I have the mod wheel assigned OK to the parameter and can see the knob on the VST I want to record moving when I move the keyboard mod wheel with my mouse but I can't get Logic to record the automation!

Can some kind soul please tell me how I can use the mod wheel from Kotakts on screen keyboard to control my VST ?



Can't seem to find any info on this on the net!

Cheers!


----------



## d.healey (Jan 5, 2020)

I don't think you can. The on screen keyboard + mod-wheel just reads incoming MIDI it doesn't send it out to an automation track as far as I'm aware.


----------



## river angler (Jan 5, 2020)

d.healey said:


> I don't think you can. The on screen keyboard + mod-wheel just reads incoming MIDI it doesn't send it out to an automation track as far as I'm aware.


Thanks very much for such a prompt response!..
What a bore!.. all I'm trying to do is automate a morphing fade between two sounds in Morphestra 2 and then edit it in Logics Step sequencer.

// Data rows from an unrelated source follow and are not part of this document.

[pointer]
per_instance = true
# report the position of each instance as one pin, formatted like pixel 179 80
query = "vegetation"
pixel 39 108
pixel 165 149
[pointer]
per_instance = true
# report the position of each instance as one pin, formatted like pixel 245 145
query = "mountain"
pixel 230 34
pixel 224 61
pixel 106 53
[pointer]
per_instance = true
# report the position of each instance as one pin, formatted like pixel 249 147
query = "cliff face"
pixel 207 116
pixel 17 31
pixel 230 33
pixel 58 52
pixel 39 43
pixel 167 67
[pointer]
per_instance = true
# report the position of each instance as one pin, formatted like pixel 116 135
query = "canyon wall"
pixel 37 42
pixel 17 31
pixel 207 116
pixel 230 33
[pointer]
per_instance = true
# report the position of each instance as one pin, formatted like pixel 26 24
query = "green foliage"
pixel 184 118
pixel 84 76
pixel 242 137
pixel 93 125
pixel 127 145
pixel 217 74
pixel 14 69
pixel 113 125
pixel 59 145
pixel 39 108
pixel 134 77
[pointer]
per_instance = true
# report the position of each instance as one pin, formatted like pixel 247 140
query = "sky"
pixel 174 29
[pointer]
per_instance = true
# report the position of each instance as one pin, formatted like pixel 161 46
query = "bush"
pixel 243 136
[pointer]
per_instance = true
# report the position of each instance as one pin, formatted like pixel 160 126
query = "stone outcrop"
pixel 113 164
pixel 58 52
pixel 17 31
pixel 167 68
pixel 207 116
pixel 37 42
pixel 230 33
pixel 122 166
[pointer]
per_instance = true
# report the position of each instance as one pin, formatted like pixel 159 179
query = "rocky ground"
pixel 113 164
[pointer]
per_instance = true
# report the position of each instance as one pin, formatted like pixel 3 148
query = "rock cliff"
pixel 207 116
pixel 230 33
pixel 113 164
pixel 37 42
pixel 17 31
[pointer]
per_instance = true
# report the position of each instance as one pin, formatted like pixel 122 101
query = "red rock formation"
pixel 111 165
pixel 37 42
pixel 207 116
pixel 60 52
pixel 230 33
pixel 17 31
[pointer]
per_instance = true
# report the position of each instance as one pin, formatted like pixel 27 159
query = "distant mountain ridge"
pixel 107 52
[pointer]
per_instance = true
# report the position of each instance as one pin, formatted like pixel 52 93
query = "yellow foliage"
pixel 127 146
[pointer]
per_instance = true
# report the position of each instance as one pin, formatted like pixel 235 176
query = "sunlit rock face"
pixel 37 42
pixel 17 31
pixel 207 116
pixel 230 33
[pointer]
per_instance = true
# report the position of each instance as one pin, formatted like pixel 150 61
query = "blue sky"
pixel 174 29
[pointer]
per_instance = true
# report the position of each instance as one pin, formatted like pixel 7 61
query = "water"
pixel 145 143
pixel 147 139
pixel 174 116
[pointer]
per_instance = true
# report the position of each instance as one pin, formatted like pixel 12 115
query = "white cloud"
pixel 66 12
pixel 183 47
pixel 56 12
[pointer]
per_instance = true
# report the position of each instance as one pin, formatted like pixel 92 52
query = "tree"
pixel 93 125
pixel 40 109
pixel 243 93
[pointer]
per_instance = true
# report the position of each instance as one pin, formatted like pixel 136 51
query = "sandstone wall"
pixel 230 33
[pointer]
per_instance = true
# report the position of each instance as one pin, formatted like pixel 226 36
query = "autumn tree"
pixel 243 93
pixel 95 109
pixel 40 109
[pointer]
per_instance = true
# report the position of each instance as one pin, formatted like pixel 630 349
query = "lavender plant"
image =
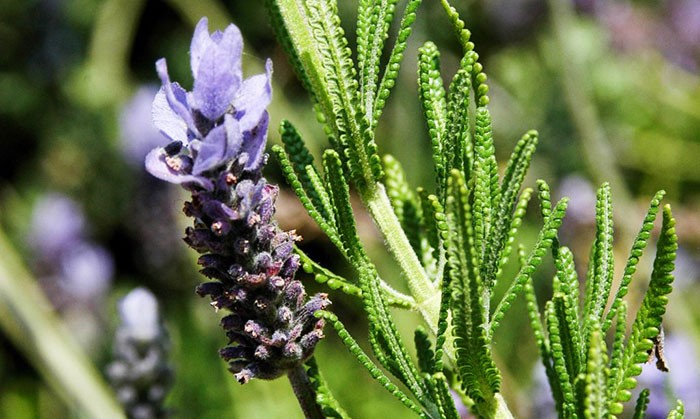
pixel 217 137
pixel 451 245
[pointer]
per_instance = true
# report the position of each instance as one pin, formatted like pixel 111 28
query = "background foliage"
pixel 613 90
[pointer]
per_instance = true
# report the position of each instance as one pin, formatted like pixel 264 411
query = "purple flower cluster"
pixel 217 137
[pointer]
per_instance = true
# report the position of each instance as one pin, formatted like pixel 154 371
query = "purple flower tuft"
pixel 224 119
pixel 217 137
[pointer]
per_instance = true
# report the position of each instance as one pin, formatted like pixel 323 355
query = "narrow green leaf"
pixel 647 322
pixel 563 366
pixel 366 362
pixel 432 97
pixel 391 72
pixel 424 351
pixel 516 222
pixel 595 399
pixel 377 17
pixel 617 358
pixel 327 225
pixel 603 255
pixel 330 407
pixel 325 276
pixel 503 212
pixel 404 201
pixel 340 197
pixel 544 242
pixel 640 408
pixel 678 411
pixel 479 375
pixel 640 243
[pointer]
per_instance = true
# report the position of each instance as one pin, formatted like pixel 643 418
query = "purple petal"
pixel 176 96
pixel 254 144
pixel 234 137
pixel 157 166
pixel 253 98
pixel 138 135
pixel 218 74
pixel 211 151
pixel 166 120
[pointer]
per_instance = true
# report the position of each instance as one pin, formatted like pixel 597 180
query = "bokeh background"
pixel 613 87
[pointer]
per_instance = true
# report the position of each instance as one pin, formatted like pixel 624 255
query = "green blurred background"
pixel 612 87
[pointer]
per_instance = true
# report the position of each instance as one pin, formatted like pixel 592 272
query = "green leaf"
pixel 432 98
pixel 365 361
pixel 459 153
pixel 404 201
pixel 391 72
pixel 340 197
pixel 647 322
pixel 595 398
pixel 485 176
pixel 424 351
pixel 617 357
pixel 325 276
pixel 503 212
pixel 302 191
pixel 544 242
pixel 330 407
pixel 640 408
pixel 479 375
pixel 516 222
pixel 374 20
pixel 602 264
pixel 678 411
pixel 640 243
pixel 313 27
pixel 564 366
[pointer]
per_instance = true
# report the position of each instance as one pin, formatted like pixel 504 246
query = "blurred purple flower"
pixel 223 119
pixel 138 134
pixel 218 133
pixel 73 268
pixel 57 223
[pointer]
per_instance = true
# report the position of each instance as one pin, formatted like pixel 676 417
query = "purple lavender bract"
pixel 217 137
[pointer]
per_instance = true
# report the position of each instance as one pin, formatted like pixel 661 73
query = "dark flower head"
pixel 217 137
pixel 223 119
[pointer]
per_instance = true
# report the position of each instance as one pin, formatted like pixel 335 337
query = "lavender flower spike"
pixel 217 137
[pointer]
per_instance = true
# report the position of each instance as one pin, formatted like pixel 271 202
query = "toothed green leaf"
pixel 330 407
pixel 432 98
pixel 376 17
pixel 404 201
pixel 595 399
pixel 516 222
pixel 602 264
pixel 365 361
pixel 340 197
pixel 617 357
pixel 503 212
pixel 479 375
pixel 424 351
pixel 640 408
pixel 327 225
pixel 648 319
pixel 560 355
pixel 640 243
pixel 678 411
pixel 391 71
pixel 544 242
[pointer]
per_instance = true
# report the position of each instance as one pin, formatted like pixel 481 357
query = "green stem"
pixel 27 318
pixel 305 393
pixel 426 295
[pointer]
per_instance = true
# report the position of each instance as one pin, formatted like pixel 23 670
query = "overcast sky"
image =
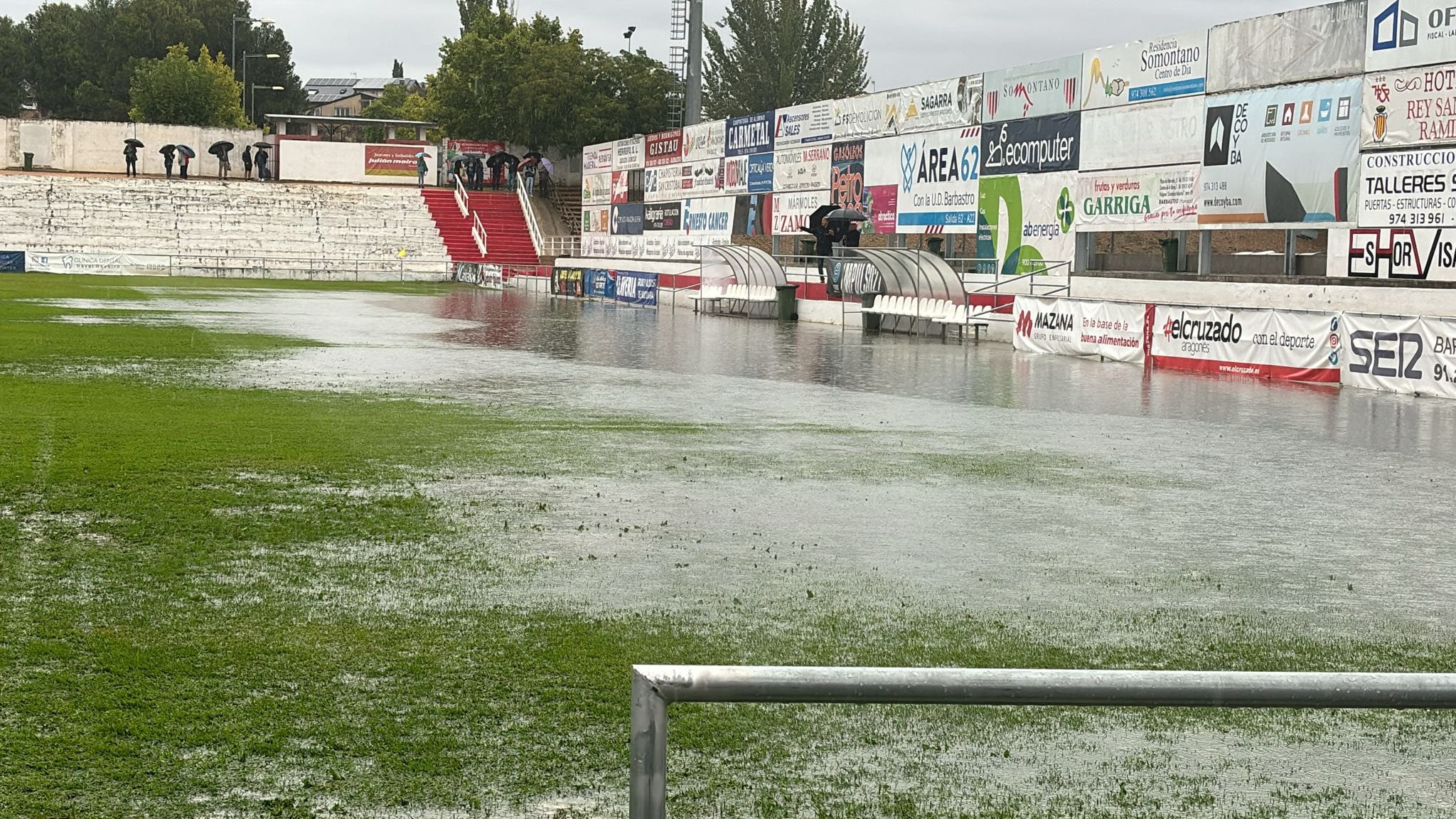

I would be happy to draw the automation in but I can't midi learn the Morphestra knob to anything nor have figured out any other way to modulate it...? any ideas?


----------



## gamma-ut (Jan 5, 2020)

Your best bet may be to delve into the Environment. The simplest method (though possibly not the most elegant) is to go to the Mixer page in the Environment view, create a fader and change its input and output to CC1 and wire it to the channel-strip object that represents the target instrument. Move the fader up and down with the mouse and it should send the data (and Logic will record it).


----------



## river angler (Jan 5, 2020)

gamma-ut said:


> Your best bet may be to delve into the Environment. The simplest method (though possibly not the most elegant) is to go to the Mixer page in the Environment view, create a fader and change its input and output to CC1 and wire it to the channel-strip object that represents the target instrument. Move the fader up and down with the mouse and it should send the data (and Logic will record it).


Thanks yes I had thought about having to possibly delve into the environment page- seems ridiculous as so many of us composers work on the go! There must be a way of accomplishing this common task when one is traveling without a controller keyboard!

I've just been trying to upload a 3 second clip showing exactly what I'm trying to do! but this website keeps saying "Oops! there is a problem" after the upload has completed!


----------



## river angler (Jan 5, 2020)

gamma-ut said:


> Your best bet may be to delve into the Environment. The simplest method (though possibly not the most elegant) is to go to the Mixer page in the Environment view, create a fader and change its input and output to CC1 and wire it to the channel-strip object that represents the target instrument. Move the fader up and down with the mouse and it should send the data (and Logic will record it).


...well that works ok! but as you say it's not elegant! 
Thanks again


----------



## d.healey (Jan 5, 2020)

You can assign modulation without MIDI learn. Just drag and drop the CC number onto the control you want to modulate.


----------



## river angler (Jan 5, 2020)

Ah! yes! that makes much more sense! Thanks very much for the tip!


----------